Sunday, June 21, 2009
"In fact Kinkade has — justly — won the vast majority of the lawsuits which have been brought against him"
Felix Salmon says Thomas Kinkade is "bad, not evil": "The store owners ... lost money when ... the internet made secondary-market values of Kinkade’s work much more transparent. Suddenly, the enormous growth in past Kinkade sales was no longer a good thing: there were a lot of Kinkades to go around, and many of the buyers were people who bought on the assumption that their paintings would increase in value and they could make money on their investment. Up until the arrival of the internet, that worked for Kinkade, whose company set the prices for all his paintings and would raise them steadily. After the arrival of the internet, a whole industry arose buying and selling Kinkades at market-set, rather than Kinkade-set, prices.
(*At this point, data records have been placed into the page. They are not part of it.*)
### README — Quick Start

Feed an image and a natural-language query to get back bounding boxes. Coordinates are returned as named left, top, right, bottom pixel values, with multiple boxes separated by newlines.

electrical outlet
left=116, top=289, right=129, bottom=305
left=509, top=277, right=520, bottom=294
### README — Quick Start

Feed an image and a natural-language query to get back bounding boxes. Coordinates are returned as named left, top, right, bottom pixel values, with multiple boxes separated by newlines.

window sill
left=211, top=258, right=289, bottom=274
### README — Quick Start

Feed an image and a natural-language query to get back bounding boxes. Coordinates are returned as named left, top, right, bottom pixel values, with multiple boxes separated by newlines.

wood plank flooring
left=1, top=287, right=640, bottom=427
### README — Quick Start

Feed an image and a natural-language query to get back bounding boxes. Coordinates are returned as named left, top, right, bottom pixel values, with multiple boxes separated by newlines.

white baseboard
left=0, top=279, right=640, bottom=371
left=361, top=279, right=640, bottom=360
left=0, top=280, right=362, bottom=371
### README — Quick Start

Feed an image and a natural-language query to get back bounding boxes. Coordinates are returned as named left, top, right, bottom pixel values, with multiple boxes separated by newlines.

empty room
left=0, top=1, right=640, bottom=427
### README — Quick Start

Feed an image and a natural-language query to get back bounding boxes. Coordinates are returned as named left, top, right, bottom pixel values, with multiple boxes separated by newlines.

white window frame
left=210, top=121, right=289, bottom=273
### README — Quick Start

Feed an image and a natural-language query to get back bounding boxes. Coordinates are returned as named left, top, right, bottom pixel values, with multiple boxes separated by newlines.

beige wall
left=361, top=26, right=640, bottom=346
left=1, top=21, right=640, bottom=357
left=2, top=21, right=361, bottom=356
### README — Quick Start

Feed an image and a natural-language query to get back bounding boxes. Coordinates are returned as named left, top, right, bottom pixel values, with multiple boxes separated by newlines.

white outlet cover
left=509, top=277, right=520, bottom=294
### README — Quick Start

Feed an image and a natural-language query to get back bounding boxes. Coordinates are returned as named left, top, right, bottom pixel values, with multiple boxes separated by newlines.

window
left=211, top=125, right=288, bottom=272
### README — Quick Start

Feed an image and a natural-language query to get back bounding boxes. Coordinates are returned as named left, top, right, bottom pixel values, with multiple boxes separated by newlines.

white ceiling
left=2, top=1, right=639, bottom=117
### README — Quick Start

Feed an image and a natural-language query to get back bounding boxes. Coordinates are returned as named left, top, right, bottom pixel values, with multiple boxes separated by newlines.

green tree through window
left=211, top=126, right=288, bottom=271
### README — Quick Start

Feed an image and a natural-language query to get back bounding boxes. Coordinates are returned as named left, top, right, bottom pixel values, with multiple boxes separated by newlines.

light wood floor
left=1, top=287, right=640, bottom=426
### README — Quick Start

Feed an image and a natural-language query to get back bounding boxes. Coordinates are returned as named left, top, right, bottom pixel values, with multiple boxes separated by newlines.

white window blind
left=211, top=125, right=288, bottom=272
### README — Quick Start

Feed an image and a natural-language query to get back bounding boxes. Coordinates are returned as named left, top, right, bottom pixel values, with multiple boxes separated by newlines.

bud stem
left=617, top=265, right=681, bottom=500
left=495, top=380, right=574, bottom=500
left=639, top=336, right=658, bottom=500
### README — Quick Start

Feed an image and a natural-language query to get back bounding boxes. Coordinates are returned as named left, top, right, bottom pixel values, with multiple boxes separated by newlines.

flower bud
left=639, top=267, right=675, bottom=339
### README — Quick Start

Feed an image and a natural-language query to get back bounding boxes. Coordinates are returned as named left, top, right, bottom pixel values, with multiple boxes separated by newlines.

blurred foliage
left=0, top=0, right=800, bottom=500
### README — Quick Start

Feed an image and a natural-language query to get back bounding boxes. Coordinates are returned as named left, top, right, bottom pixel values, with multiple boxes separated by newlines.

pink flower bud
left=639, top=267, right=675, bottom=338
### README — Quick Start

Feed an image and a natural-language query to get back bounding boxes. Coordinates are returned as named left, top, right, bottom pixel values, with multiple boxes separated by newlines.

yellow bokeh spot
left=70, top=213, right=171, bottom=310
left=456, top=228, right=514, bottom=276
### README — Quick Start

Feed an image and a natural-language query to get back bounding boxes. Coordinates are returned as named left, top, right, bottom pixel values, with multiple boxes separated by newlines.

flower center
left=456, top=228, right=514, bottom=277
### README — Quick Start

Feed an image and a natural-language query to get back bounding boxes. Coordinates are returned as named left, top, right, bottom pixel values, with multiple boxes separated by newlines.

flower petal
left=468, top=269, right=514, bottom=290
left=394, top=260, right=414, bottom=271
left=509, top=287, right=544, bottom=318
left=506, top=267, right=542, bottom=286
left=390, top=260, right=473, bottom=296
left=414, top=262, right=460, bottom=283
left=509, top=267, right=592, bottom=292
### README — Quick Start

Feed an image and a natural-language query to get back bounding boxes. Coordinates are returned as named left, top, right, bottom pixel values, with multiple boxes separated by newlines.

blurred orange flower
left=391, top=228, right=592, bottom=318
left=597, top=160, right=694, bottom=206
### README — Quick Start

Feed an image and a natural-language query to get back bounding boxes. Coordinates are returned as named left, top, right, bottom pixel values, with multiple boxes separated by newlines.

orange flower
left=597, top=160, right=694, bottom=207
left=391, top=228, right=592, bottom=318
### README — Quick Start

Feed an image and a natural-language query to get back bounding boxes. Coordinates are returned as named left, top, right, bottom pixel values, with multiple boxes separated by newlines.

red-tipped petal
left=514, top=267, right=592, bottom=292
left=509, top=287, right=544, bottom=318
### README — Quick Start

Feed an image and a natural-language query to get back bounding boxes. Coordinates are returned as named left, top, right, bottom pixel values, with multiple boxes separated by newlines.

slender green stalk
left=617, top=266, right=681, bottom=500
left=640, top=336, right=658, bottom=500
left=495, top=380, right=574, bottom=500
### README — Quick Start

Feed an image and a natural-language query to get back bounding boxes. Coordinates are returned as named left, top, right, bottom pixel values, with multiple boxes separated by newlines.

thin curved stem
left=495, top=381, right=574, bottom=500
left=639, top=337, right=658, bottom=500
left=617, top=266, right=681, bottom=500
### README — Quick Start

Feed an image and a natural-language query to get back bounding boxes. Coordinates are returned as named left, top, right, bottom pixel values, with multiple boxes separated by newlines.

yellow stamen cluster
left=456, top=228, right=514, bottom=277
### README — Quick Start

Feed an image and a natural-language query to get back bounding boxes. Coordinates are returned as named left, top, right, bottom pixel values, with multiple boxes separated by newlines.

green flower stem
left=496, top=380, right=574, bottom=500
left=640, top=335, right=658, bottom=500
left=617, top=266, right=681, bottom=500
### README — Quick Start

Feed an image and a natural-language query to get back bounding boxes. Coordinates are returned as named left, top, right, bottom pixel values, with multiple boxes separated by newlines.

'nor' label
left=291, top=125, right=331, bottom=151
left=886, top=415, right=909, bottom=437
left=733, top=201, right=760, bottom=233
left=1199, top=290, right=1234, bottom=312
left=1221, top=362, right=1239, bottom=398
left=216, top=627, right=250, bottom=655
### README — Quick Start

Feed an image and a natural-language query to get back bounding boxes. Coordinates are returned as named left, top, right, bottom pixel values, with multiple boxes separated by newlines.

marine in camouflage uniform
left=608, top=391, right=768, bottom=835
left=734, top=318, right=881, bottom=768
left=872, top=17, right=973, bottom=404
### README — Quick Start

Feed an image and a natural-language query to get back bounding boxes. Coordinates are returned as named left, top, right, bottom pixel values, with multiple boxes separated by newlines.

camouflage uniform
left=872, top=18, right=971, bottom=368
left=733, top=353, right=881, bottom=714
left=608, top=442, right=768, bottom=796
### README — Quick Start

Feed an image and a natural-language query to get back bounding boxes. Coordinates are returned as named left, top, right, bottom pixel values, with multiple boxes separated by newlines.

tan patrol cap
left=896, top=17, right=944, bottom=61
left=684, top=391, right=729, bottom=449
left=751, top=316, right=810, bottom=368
And that was the end of the success days for the company: without monopoly pricing power, Kinkade was nothing. The stores failed, ultimately, not because Kinkade treated them badly, and not because other stores were undercutting them. The stores failed because Kinkades are a commodity, and anybody wanting to buy one could get a second-hand Kinkade online at a much lower price than that charged at retail. Buyers no longer believed that their paintings would increase in value, so they bought fewer than they used to. And when they did buy, they were likely to buy already-existing Kinkades rather than new ones."